Por Cynthia Rimsky
Desde la ventana de mi cocina contemplo el estrecho y largo pasadizo del cité. Cada casa es un mundo. En la de al frente vive una mujer con su hijo de once años. Su ventana siempre está cerrada. También la actitud del chico, cuando juega con los demás niños, mantiene la reserva de la casa.
El otro día descubrí que a la ventana le faltan dos vidrios rectangulares. Una manifestación de la adversidad es el abandono de las cosas. Por eso me alegra cuando veo que ha encontrado trabajo. Lo sé porque ahora sale luciendo un uniforme azul y un gran maletín. Me preocupo cuando por la tarde vuelve con un hombre. La puerta se cierra. Dos horas después el hombre sale de la casa y del cité.
Las visitas del hombre se vuelven regulares. Los martes y viernes a las siete de la tarde y los domingos a las once de la mañana, aparece este cincuentón, calvo y gordito, con las espaldas inclinadas, el pantalón demasiado largo y bolsudo, por supuesto, casado. Durante ese tiempo el niño desaparece. Por sus amigos me entero que está de vacaciones en casa de unos tíos en Antofagasta.
Una tarde, cuando la mujer acompaña al gordito al portón, toma su mano. Ese trayecto lleno de hoyos, excrementos de gato y cables sueltos, se convierte en el pobre escenario de su amor ilícito y nosotros, los vecinos, en sus únicos espectadores.

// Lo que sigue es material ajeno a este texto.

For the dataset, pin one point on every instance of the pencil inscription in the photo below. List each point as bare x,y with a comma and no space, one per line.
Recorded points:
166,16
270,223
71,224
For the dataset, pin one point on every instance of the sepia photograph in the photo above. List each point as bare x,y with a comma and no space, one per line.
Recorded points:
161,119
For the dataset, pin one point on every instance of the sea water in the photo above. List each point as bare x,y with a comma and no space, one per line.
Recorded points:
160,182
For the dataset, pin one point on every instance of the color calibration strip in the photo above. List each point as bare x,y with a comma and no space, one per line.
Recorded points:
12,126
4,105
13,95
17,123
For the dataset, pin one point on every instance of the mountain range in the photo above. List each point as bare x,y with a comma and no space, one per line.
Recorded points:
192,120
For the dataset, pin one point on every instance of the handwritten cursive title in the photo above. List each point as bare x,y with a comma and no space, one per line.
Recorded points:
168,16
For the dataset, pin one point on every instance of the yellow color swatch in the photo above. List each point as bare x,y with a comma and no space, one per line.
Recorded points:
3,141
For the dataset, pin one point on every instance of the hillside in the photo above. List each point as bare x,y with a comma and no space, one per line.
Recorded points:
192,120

El verano termina. Los huecos en las ventanas continúan allí. Las visitas del gordito cesan. A través de las paredes escucho a la mujer gritar a su hijo, con una voz que trasluce rabia, insatisfacción, pobreza e imposibilidad. Todas las mañanas, a las ocho, siento sus tacos agujas clavarse en el pasaje. Todas las tardes, a las siete, vuelve con su uniforme azul, y cierra la puerta hasta el día siguiente.
El suelo se llena de hojas secas. Una tarde, ante su casa aparece un carabinero, una mujer de edad y dos hombres. Durante horas, intentan descerrajar la cerradura. Cada golpe repercute en mi propio cuerpo, porque las casas son un cuerpo. Cuando abren la puerta, encuentran al niño escondido debajo de la cama, orinado. Los dueños de la casa, avergonzados, balbucean que la arrendataria estaba avisada del desalojo, no es su culpa que halla dejado al niño para impedirlo, ellos viven del arriendo… Una por una depositan las pertenencias de la mujer en el pasaje. Ropa interior, reproducciones con escenas campesinas, plantas, una bicicleta rota, adornos dorados, de loza, de cerámica. El secreto celosamente guardado expuesto en su máxima desvergüenza.

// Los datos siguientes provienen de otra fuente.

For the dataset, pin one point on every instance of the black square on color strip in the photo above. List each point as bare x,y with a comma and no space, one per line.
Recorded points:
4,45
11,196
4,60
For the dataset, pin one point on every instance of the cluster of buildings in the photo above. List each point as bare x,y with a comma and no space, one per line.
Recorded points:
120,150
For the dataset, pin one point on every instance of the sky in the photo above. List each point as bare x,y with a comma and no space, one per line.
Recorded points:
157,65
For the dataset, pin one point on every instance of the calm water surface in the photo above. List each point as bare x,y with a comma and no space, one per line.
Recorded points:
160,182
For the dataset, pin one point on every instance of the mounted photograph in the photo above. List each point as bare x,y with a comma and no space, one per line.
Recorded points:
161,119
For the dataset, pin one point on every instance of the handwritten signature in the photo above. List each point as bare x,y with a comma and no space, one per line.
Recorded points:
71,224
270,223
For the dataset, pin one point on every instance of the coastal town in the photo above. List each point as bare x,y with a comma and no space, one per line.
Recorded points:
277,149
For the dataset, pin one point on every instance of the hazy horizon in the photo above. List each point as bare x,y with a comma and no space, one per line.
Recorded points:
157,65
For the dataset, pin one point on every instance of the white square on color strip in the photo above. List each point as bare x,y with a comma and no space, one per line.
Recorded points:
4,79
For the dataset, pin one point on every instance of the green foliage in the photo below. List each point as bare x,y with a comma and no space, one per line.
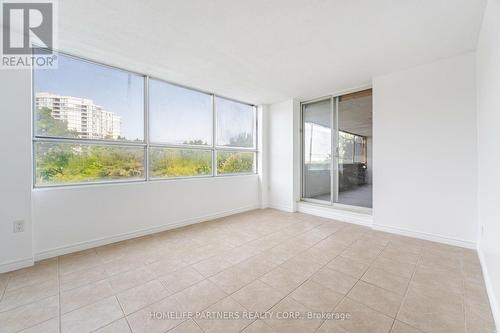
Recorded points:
242,140
63,163
58,163
234,162
180,162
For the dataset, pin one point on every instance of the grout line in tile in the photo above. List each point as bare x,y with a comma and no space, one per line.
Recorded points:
408,288
345,296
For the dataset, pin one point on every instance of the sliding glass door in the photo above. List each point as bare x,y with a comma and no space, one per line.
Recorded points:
336,147
317,146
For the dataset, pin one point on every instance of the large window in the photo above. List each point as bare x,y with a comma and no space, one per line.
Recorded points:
95,123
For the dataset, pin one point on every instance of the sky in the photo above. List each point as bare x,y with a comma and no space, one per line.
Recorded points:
177,114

A las ocho de la noche, la casa luce un nuevo candado. En mi casa, guardo sus objetos de valor: un televisor, una radio y una pila de casetes románticos. Está oscuro. A través de la ventana, la contemplo caminar de un lado a otro, tomar alguna cosa y dejarla en el mismo lugar.
Las demás puertas del cité están cerradas. Como si la miseria fuese una peste, nadie viene; ni la familia ni el gordito. La mujer, con sus tacos agujas, pisa los restos de su vida, dice que el padre del niño tiene una buena situación en México, pero no quiere darle nada. Mira el sillón manchado y viejo. Dice que tiene un amigo que podría tapizárselo. Explica que trabaja vendiendo zapatos de seguridad, que gana 100 mil pesos y le duele la espalda porque los zapatos son pesados. Vuelve a mirar el sillón.

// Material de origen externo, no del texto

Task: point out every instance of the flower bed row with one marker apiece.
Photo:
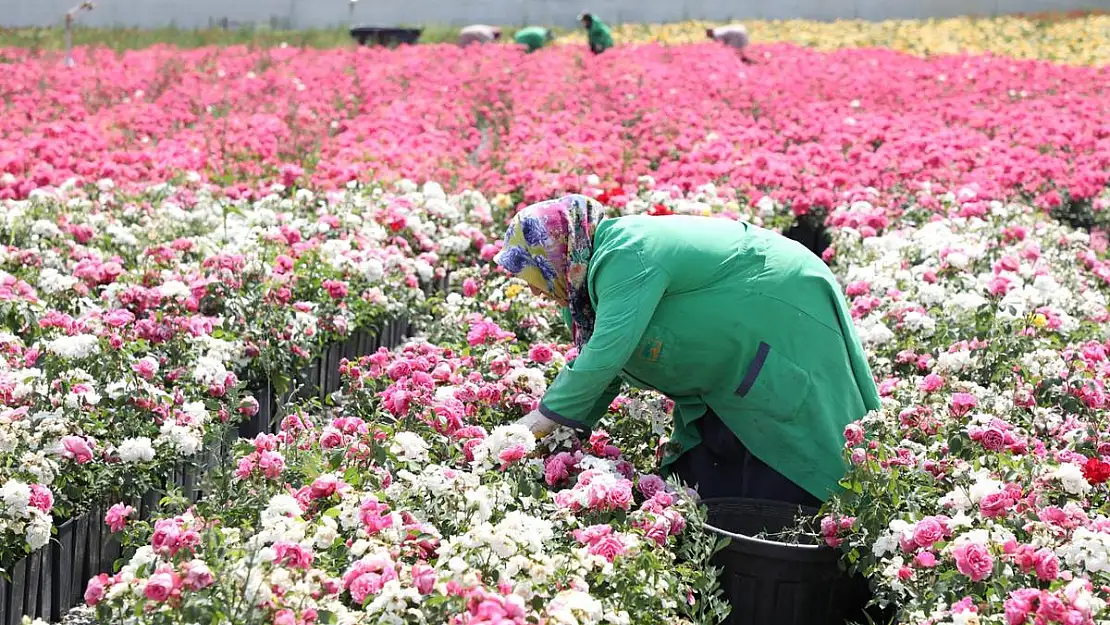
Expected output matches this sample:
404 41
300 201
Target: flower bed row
1072 39
803 127
134 336
977 494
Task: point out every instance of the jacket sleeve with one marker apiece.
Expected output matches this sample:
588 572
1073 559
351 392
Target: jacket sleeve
628 290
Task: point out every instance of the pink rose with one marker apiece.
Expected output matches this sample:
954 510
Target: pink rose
165 536
331 439
293 555
324 486
1047 565
271 464
854 433
927 532
370 584
962 403
542 354
41 497
1019 605
145 368
159 587
992 439
77 449
974 561
118 318
619 495
198 575
608 547
511 455
658 532
249 406
94 591
651 484
117 516
931 382
996 504
423 578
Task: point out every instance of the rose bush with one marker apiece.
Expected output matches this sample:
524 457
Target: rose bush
978 493
800 128
412 503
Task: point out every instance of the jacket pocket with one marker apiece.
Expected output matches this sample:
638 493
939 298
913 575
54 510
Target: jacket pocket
774 385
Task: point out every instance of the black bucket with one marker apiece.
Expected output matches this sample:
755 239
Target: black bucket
387 37
773 583
809 232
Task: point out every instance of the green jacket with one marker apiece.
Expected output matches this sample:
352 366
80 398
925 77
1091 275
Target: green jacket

– Está tan viejo el pobre. ¿Cuánto crees que pueden cobrarme? Tengo un amigo que es tapicero, voy a preguntarle, no, mejor lo llamo y le digo que se lo lleve. ¿Dónde tendré el número de teléfono?
Entre las dos corremos el refrigerador, la lavadora, sudamos y no sentimos el frío. La mujer dice que su padre jamás hizo algo por ella, y parece que va a llorar y se acuerda del gordito del maletín y dice que, cuando hay un problema, los amigos nunca aparecen. Pero le sigue preocupando el sillón. “Mi amigo tiene camioneta así que podría venir a buscarlo y, cuando esté listo, yo ya estaré viviendo en otra parte. El mismo puede llevármelo. Se vería como nuevo. Tú, que eres artista, ¿se te ocurre qué tapiz podría ponerle?”
Dos semanas después, viene a recoger sus enseres, arrinconados al final del pasaje, tapados por una sábana vieja. “Sabes que me dieron el dato de otro tapicero mucho más barato que mi amigo. Tengo que escoger el tapiz y en dos semanas me lo tiene listo”, dice, antes de abandonar el cité para siempre.
Durante varios meses, la casa permanece cerrada. El dueño ha puesto los vidrios que faltan y pintó la fachada. Llega una mujer con su hijo. Ella tampoco abre la ventana.